HID has announced its readiness to support Indian banks and payment service providers in complying with the Reserve Bank of India’s (RBI) new authentication framework for digital payments, which came into effect on April 1, 2026. The directive mandates stronger multi-factor authentication (MFA) and signals a decisive shift away from SMS OTP-based systems.
The RBI’s updated guidelines require at least two independent authentication factors, including one dynamic element, while encouraging adoption of advanced methods such as device-bound credentials and biometric verification. The move comes amid rising incidents of phishing, SIM-swapping, and social engineering attacks that have exposed the limitations of traditional OTP-based security.
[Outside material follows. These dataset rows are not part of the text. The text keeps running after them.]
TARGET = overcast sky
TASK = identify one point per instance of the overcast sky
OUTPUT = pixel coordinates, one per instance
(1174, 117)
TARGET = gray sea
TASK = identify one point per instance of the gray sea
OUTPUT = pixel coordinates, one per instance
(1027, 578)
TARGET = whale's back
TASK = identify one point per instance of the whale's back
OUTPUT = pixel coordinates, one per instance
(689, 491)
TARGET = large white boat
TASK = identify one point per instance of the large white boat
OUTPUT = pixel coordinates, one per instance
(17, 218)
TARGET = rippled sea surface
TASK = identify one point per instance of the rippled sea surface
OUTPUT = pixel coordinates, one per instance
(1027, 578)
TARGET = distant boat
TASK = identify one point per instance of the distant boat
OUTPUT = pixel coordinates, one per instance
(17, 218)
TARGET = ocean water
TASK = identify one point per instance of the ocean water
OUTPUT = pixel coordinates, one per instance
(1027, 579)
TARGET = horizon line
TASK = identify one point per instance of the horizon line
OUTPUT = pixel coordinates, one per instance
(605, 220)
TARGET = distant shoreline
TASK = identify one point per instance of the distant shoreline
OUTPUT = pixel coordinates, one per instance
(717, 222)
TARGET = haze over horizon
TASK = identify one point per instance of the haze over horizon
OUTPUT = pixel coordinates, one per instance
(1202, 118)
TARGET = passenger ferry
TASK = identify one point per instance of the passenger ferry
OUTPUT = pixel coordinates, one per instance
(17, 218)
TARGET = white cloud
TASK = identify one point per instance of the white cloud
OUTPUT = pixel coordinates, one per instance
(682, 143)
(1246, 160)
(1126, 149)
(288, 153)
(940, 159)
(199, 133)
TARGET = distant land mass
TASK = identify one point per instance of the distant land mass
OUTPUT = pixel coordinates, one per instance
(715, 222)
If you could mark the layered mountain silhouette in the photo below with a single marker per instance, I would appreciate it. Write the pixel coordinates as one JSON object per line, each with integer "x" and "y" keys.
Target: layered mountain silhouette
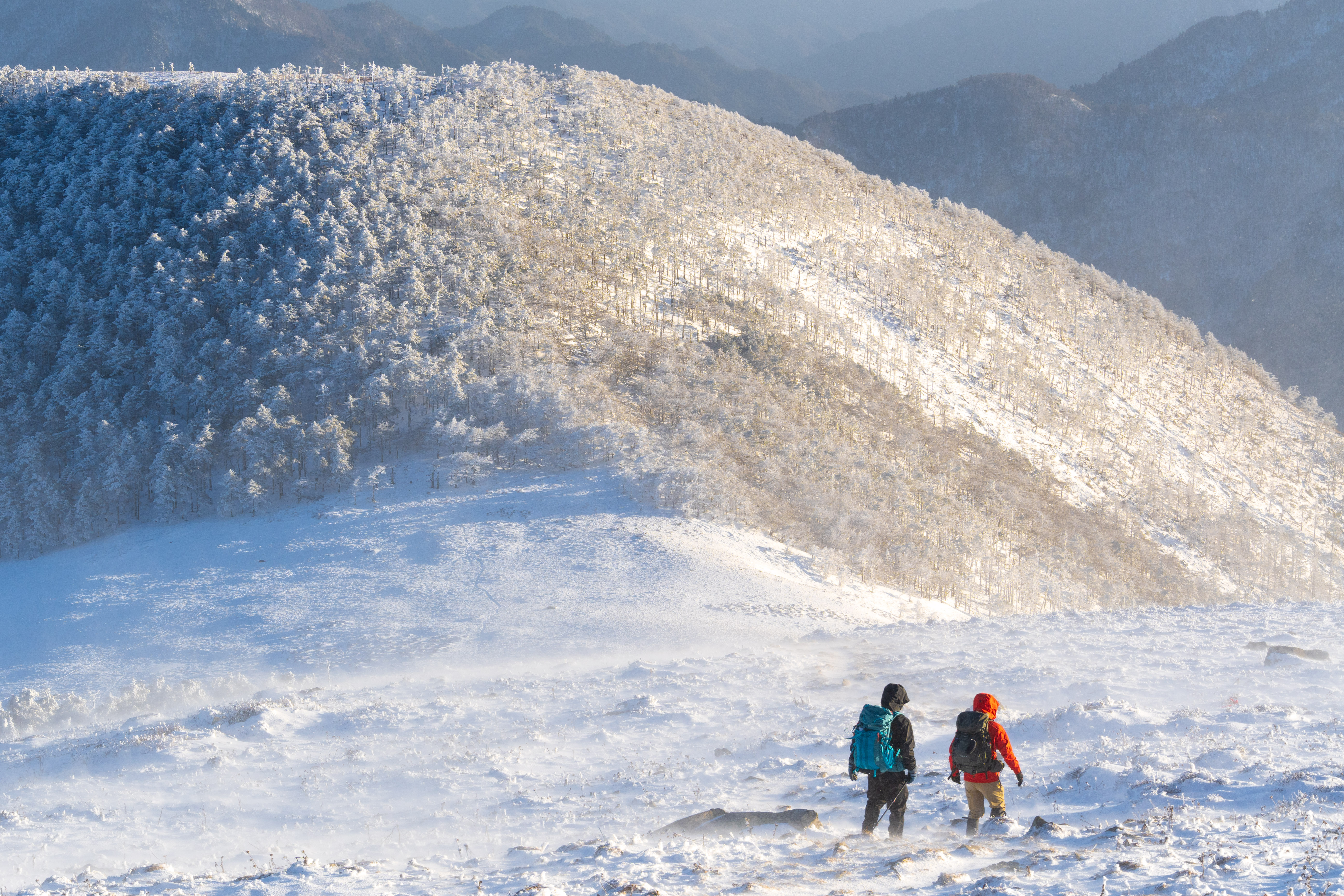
{"x": 265, "y": 288}
{"x": 1066, "y": 42}
{"x": 1205, "y": 172}
{"x": 225, "y": 35}
{"x": 546, "y": 40}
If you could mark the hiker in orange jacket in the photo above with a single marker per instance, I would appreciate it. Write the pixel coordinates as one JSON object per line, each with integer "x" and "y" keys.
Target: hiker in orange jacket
{"x": 983, "y": 785}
“The RBI’s updated directions are a landmark step for India’s digital payments security. By moving beyond SMS OTPs and embracing standards-based authentication, India is aligning with global best practices.” — Edwardcher Monreal, Principal Solutions Architect, HID
HID is addressing these challenges with its FIDO-based authentication solutions, which leverage public key cryptography and device-bound passkeys. This approach eliminates reliance on shared secrets like passwords and OTPs, instead combining device possession with biometric or PIN-based verification to deliver phishing-resistant security.
By anchoring authentication to the user’s device, HID enables banks to significantly reduce fraud risks while improving the customer experience. The passkey-based model ensures faster, seamless transactions without compromising security, aligning with the RBI’s push for stronger yet user-friendly authentication mechanisms.
The company’s platform also supports risk-based and adaptive authentication, allowing financial institutions to apply enhanced security measures for high-risk transactions based on behavioral and contextual signals. Built on open FIDO standards, the solution ensures interoperability across devices, operating systems, and applications helping banks avoid vendor lock-in while meeting regulatory requirements.
HID noted that India’s move reflects a broader global trend, with regulators increasingly recognizing the need to move beyond shared-secret authentication models. Similar initiatives are being seen across regions such as Europe, Singapore, and Australia, as financial ecosystems strengthen defenses against evolving cyber threats.
With its passkey and passwordless authentication solutions now available, HID is positioning itself as a key enabler for banks and fintechs transitioning to secure, scalable, and future-ready digital payment authentication frameworks.